WASHINGTON - The Bush administration has slashed its reward for the leader of al-Qaida in Iraq from $5 million to $100,000 because it feels he's lost effectiveness and is no longer worth such a steep price, officials said Tuesday.
Over the course of the last year, the government first reduced the bounty for Abu Ayyub al-Masri from $5 million to $1 million and then removed him entirely from the State Department's Rewards for Justice Program, which pays tipsters for information leading to the death or arrest and conviction of wanted terrorists, the officials said.
Information on al-Masri is now worth only up to $100,000 under a separate and less well-known rewards program run by the Defense Department, which asked that he be taken off the State Department list, they said.
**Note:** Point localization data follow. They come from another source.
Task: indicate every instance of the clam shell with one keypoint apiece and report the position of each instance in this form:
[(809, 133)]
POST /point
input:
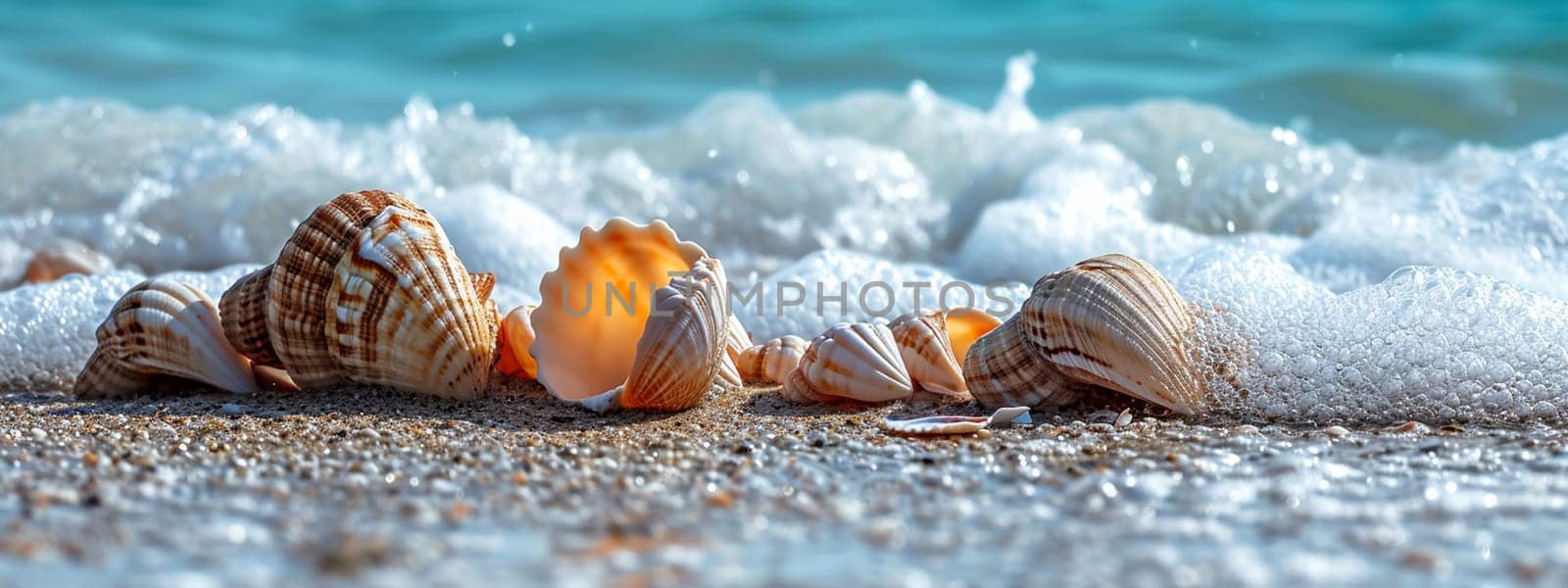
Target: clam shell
[(1107, 321), (653, 341), (855, 361), (404, 313), (927, 355), (773, 360), (516, 336), (956, 423), (162, 328), (63, 258)]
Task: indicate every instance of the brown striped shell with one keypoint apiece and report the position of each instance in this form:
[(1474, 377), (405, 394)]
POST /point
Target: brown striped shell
[(773, 360), (851, 361), (1109, 321), (368, 290), (162, 328), (653, 341)]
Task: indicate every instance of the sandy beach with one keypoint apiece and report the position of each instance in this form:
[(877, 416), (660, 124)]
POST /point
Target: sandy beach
[(745, 490)]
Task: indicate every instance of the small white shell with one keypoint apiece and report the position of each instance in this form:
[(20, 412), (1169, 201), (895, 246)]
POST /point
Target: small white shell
[(162, 328), (855, 361), (956, 423), (772, 361)]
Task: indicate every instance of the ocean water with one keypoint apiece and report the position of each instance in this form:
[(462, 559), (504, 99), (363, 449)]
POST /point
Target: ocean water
[(1372, 198)]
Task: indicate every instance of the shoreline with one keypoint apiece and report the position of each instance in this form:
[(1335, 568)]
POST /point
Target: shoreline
[(744, 490)]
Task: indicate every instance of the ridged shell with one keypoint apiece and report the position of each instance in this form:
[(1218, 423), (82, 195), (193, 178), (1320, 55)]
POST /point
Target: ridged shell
[(956, 423), (1003, 368), (964, 326), (162, 328), (773, 360), (516, 336), (1110, 321), (63, 258), (243, 311), (682, 349), (927, 355), (303, 276), (857, 361), (368, 289), (655, 342), (736, 342), (404, 311)]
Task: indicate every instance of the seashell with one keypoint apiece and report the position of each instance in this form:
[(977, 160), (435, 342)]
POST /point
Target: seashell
[(927, 345), (956, 423), (662, 352), (516, 336), (1107, 321), (162, 328), (772, 361), (964, 326), (857, 361), (368, 290), (63, 258), (736, 342)]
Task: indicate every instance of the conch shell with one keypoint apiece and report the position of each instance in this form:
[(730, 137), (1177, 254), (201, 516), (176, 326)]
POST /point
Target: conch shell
[(930, 345), (162, 328), (855, 361), (1109, 321), (662, 352), (516, 336), (773, 360), (368, 290)]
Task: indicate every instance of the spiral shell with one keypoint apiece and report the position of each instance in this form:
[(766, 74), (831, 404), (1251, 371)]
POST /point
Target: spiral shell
[(162, 328), (662, 352), (773, 360), (1107, 321), (368, 290), (855, 361)]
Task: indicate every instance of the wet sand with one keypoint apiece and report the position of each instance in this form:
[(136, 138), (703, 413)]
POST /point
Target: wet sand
[(376, 486)]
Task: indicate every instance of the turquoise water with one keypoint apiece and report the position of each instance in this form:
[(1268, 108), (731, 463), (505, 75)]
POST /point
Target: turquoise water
[(1376, 74)]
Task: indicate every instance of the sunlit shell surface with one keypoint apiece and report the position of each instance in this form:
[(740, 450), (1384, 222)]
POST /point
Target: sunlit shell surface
[(736, 342), (516, 336), (162, 328), (405, 314), (956, 423), (631, 318), (368, 290), (1107, 321), (854, 361), (927, 355), (773, 360), (63, 258)]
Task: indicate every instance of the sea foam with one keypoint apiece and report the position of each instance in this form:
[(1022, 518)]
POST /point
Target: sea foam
[(1294, 237)]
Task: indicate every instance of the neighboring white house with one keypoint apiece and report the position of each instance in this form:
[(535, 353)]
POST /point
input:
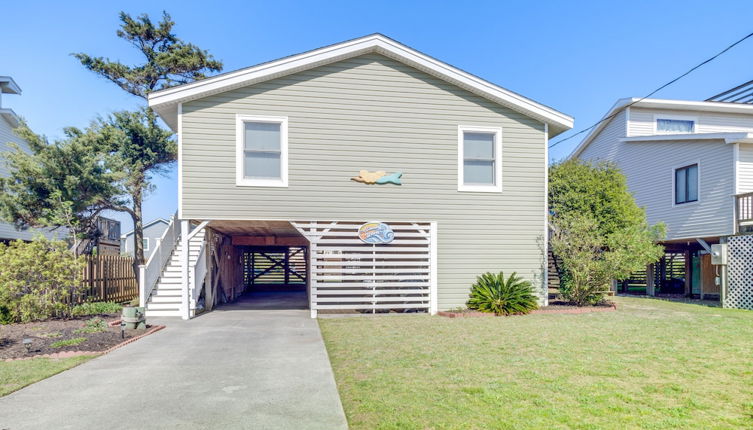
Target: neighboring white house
[(366, 173), (8, 121), (689, 164), (153, 231)]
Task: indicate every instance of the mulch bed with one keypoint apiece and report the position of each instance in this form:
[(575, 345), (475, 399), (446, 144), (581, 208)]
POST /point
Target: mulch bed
[(554, 307), (45, 333)]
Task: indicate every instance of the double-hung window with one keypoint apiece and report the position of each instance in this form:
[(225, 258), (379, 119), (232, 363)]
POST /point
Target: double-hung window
[(480, 159), (674, 125), (262, 151), (686, 184)]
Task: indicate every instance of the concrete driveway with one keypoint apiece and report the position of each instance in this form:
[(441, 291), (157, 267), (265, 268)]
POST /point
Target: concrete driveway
[(256, 364)]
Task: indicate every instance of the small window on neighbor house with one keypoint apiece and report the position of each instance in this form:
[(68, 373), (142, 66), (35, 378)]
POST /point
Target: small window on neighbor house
[(674, 126), (262, 151), (479, 161), (686, 184)]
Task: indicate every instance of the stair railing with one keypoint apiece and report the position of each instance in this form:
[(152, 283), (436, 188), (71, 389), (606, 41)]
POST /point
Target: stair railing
[(150, 272)]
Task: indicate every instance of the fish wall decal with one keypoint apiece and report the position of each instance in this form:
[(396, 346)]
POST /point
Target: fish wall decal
[(378, 177)]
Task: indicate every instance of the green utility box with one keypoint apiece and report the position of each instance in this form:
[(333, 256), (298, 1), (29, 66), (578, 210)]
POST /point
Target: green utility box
[(134, 317)]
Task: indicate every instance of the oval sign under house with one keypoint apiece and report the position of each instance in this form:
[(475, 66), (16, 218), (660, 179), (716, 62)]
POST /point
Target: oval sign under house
[(376, 233)]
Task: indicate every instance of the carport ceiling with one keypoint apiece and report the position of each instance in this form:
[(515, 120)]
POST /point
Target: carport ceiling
[(255, 228)]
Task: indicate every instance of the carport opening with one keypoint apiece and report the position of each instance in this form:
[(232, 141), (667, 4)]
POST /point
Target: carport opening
[(265, 265)]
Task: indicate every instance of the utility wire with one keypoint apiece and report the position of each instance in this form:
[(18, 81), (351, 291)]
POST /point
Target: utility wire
[(606, 118)]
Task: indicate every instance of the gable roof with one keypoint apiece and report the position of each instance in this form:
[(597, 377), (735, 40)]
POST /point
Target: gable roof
[(688, 105), (165, 102), (145, 226)]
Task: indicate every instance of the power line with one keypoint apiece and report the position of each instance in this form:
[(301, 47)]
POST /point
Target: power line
[(654, 91)]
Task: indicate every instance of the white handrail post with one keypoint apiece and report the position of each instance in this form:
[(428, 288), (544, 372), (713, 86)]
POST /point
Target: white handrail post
[(184, 269), (142, 285)]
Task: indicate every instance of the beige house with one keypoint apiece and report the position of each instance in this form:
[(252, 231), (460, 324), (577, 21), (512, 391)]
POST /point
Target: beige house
[(368, 174), (690, 165)]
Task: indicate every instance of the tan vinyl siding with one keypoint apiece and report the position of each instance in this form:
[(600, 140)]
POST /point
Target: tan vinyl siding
[(642, 121), (373, 113), (7, 137), (745, 168)]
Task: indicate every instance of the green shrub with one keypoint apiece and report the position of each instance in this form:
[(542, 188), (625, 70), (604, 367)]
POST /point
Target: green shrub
[(493, 293), (94, 325), (67, 342), (96, 308), (38, 280)]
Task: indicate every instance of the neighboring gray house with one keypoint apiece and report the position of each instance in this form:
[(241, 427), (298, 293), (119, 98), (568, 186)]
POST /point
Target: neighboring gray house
[(8, 121), (366, 173), (153, 231), (690, 165)]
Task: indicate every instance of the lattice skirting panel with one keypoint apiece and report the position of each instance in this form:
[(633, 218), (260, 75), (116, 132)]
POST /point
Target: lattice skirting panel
[(348, 274), (739, 272)]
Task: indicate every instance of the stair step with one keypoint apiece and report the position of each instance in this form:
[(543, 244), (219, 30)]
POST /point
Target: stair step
[(162, 313), (174, 300), (163, 306)]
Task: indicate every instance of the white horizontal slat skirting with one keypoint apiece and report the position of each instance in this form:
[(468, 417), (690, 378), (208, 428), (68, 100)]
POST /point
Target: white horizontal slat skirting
[(348, 274), (343, 292)]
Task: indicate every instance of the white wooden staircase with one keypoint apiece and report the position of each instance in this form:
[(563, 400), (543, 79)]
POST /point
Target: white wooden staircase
[(166, 297)]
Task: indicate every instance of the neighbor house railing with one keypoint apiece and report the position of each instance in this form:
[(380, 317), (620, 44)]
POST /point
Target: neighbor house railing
[(744, 209), (151, 271)]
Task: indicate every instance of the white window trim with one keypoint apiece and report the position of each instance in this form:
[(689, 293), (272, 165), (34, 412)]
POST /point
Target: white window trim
[(240, 179), (680, 166), (676, 117), (497, 187)]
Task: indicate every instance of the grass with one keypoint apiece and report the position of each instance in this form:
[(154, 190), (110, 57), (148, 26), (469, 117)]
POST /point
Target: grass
[(67, 342), (15, 375), (651, 364)]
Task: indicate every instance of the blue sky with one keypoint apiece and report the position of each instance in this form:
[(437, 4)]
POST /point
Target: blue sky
[(577, 57)]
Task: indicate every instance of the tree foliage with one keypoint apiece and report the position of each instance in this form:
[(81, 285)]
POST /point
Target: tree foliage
[(599, 232), (64, 183), (168, 60), (38, 280), (494, 293)]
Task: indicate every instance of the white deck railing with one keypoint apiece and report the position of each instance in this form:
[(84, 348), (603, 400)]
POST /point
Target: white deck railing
[(150, 272)]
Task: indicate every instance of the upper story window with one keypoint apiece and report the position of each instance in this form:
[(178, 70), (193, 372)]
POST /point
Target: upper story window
[(675, 125), (480, 159), (262, 151), (686, 184)]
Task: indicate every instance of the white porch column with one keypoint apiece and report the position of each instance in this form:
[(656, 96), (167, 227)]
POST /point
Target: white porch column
[(185, 226)]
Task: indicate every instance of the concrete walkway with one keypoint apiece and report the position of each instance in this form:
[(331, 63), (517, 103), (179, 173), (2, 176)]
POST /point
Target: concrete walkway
[(257, 364)]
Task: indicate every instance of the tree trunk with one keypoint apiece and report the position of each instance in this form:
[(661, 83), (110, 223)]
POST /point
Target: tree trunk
[(138, 232)]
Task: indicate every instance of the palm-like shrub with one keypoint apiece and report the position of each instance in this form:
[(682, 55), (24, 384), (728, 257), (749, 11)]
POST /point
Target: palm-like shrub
[(493, 293)]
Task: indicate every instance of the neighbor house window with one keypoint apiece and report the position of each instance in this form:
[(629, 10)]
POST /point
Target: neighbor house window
[(686, 184), (674, 125), (480, 159), (262, 151)]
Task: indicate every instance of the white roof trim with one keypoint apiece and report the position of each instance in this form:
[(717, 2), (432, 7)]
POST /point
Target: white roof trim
[(741, 137), (687, 105), (9, 86), (11, 117), (165, 101), (150, 223)]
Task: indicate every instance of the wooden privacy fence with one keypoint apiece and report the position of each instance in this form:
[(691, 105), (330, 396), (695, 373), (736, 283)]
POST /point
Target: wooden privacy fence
[(109, 278)]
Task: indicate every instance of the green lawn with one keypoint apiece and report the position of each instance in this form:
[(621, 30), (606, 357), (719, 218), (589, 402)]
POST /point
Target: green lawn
[(15, 375), (651, 364)]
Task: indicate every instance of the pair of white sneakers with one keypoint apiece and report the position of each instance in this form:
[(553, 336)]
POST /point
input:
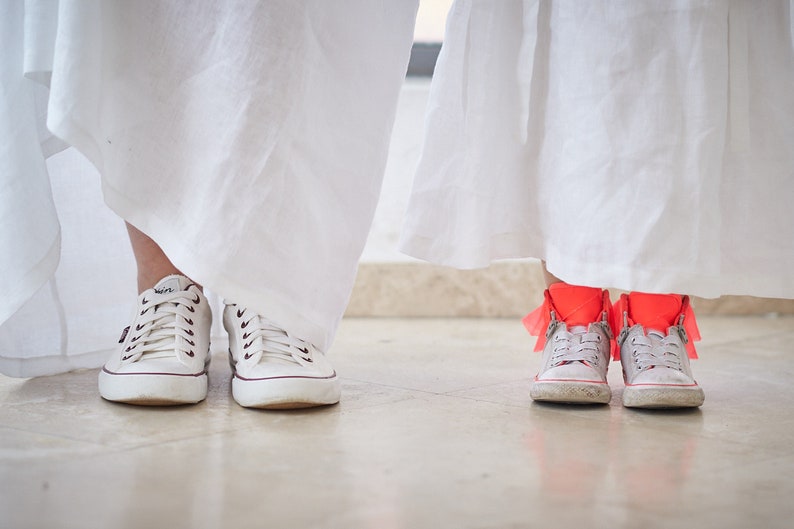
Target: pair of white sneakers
[(655, 364), (165, 356)]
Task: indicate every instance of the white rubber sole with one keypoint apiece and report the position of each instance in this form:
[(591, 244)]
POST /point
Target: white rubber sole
[(650, 396), (286, 393), (153, 389), (570, 392)]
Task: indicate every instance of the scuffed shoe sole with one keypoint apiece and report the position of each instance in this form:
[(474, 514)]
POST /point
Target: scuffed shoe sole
[(286, 393), (650, 396), (570, 392), (152, 389)]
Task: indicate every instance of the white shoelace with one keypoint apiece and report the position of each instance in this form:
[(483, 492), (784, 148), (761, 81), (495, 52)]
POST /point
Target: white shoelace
[(655, 351), (576, 347), (262, 339), (164, 318)]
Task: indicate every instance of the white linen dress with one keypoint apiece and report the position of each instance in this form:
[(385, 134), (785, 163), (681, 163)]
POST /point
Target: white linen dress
[(640, 144), (248, 139)]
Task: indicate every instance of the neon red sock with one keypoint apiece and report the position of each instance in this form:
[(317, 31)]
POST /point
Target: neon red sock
[(577, 305), (655, 311)]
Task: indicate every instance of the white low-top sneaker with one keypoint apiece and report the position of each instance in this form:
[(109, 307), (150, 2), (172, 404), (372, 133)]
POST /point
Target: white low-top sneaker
[(656, 369), (164, 353), (272, 369), (574, 365)]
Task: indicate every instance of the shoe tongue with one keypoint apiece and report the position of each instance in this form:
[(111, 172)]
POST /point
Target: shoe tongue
[(577, 305), (172, 283), (654, 311)]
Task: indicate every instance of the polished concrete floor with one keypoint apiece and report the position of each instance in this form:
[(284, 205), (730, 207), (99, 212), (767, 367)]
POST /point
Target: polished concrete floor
[(435, 430)]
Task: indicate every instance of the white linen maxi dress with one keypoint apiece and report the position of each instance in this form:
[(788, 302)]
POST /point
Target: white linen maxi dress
[(248, 139), (643, 145)]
Capt. Jamie Graybeal, a spokesman for U.S. Central Command, said the military considers intelligence and other factors on a recurring basis to re-evaluate the reward levels for those on wanted lists, at times adjusting up or down the dollar values it has placed on individuals.
The current assessment on al-Masri is that he is not as valuable as he used to be, he said.
"The value of this guy is not what it was, say, at this time last year," Graybeal said in a telephone interview from the command's headquarters in Tampa, Fla.
"Our assessment has led us to believe he's not as effective a leader on the battlefield ... and because of that he's just not as valuable to us," Graybeal said.
At the State Department, spokesman Sean McCormack said the decision to remove al-Masri from the list was a move that some officials thought would help their efforts to capture him.
"You have people making judgments that doing that will actually be more effective in helping in dealing with or getting our hands on this individual," he told reporters. "People on the ground think that these actions will actually help them in what they're doing to address the security threat."
Officials said that besides denigrating al-Masri's leadership skills, the reduction could lower his stature among potential informants who might otherwise be frightened to turn in a senior operative.